A little more than a year after the Indian government told Compassion that it could no longer receive funding from outside the subcontinent, the humanitarian organization will likely be closing its last operations there.

“Since we can no longer distribute funds to our field offices, we have just had to notify our India country staff that we must formally close our field offices in India by March 15,” Compassion told sponsors by email. “Should nothing change, that means an end to our sponsorship program in India in the next 60 days.”

Compassion, which has been working in India for more than 48 years, said it has tried everything in the last 10 months to stay afloat. The email listed its efforts, which include:

Seeking the advice of legal experts in both the US and India
Leveraging influential relationships, including US representatives and senators, the former US Secretary of State, the former and current ambassadors to India and the White House Office of Faith-based Affairs, as well as members of Parliament in the United Kingdom
Asking Compassion sponsors to pray and to write Congress (more than 35,000 letters were sent)
Testifying in front of the US House of Representatives Foreign Affairs Committee
Leveraging personal relationships within the US and India

Compassion’s 580 Indian-staffed development centers care for more than 145,000 children. That’s only about 8 percent of the 1.9 million children assisted by Compassion worldwide, but also more than any other of the 25 countries where it works.

The Indian government objects to Compassion’s Christianity, according to the ministry’s testimony to US lawmakers. Hindu nationalists have put increasing pressure on Christians in India since the election of Prime Minister Narendra Modi in 2014. The subcontinent has been steadily moving up Open Doors’ list of places where it’s hardest to be a Christian, from No. 28 in 2014 to No. 15 this year, the highest rank it has ever held.
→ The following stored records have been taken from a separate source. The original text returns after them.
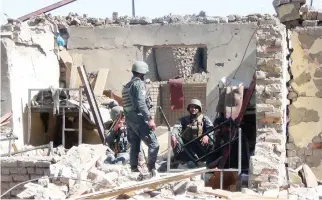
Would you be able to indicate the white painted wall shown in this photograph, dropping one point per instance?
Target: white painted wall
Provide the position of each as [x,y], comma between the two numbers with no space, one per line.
[32,63]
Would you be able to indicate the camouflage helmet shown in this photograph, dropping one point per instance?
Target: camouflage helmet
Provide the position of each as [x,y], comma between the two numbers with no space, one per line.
[140,67]
[196,102]
[115,111]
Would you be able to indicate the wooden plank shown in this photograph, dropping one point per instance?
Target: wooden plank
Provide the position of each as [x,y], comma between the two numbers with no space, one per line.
[236,195]
[75,80]
[5,117]
[145,184]
[92,103]
[101,81]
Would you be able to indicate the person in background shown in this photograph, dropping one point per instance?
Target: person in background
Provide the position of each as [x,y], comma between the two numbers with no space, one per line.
[140,125]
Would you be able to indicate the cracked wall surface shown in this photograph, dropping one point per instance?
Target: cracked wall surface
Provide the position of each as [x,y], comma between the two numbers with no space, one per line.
[267,169]
[115,48]
[305,112]
[31,63]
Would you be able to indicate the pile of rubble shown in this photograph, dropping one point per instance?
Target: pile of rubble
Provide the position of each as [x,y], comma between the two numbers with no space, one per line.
[84,170]
[297,13]
[75,19]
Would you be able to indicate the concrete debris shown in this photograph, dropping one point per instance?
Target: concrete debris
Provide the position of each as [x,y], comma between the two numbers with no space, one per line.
[83,170]
[75,19]
[292,13]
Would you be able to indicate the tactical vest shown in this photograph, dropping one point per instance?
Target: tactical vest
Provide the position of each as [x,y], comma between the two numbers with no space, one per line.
[194,129]
[120,144]
[127,99]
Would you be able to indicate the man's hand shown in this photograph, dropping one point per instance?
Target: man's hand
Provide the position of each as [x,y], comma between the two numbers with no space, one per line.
[174,141]
[151,124]
[204,140]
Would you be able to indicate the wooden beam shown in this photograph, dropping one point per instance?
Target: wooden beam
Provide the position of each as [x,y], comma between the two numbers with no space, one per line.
[92,102]
[144,184]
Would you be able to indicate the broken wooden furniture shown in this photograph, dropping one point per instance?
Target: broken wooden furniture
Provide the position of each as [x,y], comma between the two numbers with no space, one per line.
[10,137]
[50,147]
[92,103]
[231,108]
[50,108]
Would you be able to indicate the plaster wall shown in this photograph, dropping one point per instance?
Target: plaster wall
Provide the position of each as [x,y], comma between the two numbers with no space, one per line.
[31,63]
[305,127]
[116,48]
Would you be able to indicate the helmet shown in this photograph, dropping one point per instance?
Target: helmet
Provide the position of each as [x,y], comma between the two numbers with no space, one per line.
[140,67]
[195,102]
[116,110]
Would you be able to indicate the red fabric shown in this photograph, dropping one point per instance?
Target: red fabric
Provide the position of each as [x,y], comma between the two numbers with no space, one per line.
[176,94]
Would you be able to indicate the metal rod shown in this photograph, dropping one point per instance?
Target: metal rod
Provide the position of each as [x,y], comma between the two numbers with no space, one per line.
[63,128]
[80,117]
[51,148]
[26,150]
[10,145]
[9,138]
[169,139]
[239,150]
[71,129]
[46,9]
[221,179]
[29,116]
[133,8]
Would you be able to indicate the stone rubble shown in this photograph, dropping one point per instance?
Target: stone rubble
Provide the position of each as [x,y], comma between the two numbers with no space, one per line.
[295,13]
[87,162]
[75,19]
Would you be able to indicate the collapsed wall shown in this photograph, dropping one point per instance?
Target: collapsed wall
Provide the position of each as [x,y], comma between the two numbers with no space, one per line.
[267,169]
[304,89]
[31,62]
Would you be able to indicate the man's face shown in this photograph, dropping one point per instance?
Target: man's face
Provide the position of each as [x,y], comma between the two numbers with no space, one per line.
[193,109]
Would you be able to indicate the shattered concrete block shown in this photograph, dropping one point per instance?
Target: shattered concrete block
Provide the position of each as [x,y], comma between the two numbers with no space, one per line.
[271,193]
[304,9]
[319,16]
[310,23]
[20,178]
[5,170]
[231,18]
[44,181]
[289,12]
[180,188]
[19,170]
[6,178]
[264,108]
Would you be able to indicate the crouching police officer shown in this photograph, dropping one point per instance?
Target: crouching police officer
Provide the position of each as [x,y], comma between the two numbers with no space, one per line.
[117,137]
[188,128]
[140,125]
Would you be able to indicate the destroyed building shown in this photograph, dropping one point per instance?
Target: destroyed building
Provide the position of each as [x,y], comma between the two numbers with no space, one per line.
[281,55]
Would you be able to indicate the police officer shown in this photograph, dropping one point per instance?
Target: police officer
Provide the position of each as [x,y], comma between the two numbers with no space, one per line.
[140,125]
[117,138]
[188,128]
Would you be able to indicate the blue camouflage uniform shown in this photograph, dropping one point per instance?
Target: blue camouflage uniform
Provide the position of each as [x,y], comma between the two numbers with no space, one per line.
[136,109]
[118,142]
[186,129]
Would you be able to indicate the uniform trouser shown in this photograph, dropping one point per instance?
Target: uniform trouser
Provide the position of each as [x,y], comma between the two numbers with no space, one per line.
[192,148]
[139,131]
[120,158]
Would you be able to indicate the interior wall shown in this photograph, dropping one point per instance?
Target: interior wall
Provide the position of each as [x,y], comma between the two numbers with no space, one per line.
[32,63]
[115,48]
[305,126]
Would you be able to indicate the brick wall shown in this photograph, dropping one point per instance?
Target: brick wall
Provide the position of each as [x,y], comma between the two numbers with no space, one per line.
[267,169]
[15,170]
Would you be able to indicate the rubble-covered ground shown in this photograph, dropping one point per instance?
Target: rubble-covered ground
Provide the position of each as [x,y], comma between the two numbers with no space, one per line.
[75,19]
[83,170]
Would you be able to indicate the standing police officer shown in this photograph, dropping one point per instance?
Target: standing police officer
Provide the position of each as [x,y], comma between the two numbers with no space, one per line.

Hostile acts against Christians

“An average of 40 incidents were reported per month, including pastors beaten, churches burned and Christians harassed,” stated Open Doors. “Of the 64 million Christians in India, approximately 39 million experience direct persecution.”

There doesn’t appear to be a government plan to pick up Compassion’s care for Indian children. More than 1 in 3 of India’s 1.2 billion people are children, yet India spends less on health and education than comparable emerging economies.

Of India’s roughly 472 million children, 33 million are child laborers, 80 million are out of school, and 97 million are undernourished, according to a recent petition asking Modi’s administration to spend more on children.

But while the government may not have a plan in place, that doesn’t mean the children will be abandoned entirely, said Compassion spokesperson Becca Bishop.

“[The children] may have lost Compassion’s support, but they haven’t lost the support of their local church,” she said. “Those churches, if they have the funds, may still be able to carry out a lot of the services.”

World Vision, which sponsors more than 245,000 children in India (about 6 percent of its global total), also partners with local churches, though not exclusively, spokesperson Amy Parodi told CT. So far, World Vision isn’t having problems getting foreign funding into the country, she said.

CT covered Compassion’s cash crunch in December, including how the Indian government squeezed off its foreign funding. With no way to pay for materials or staff, the organization began paring down programs last summer.

“Our staff in the India field offices have stretched every last penny beyond what we thought possible to extend the programs for our children, while we in parallel explored alternative delivery methods to provide funds, yet a solution has not been discovered within the needed timeframe,” stated Compassion’s email to donors.

The news comes on the heels of Compassion’s largest surge of sponsorships, when students attending the 2017 Passion Conference eliminated the list of children waiting for sponsors in four countries.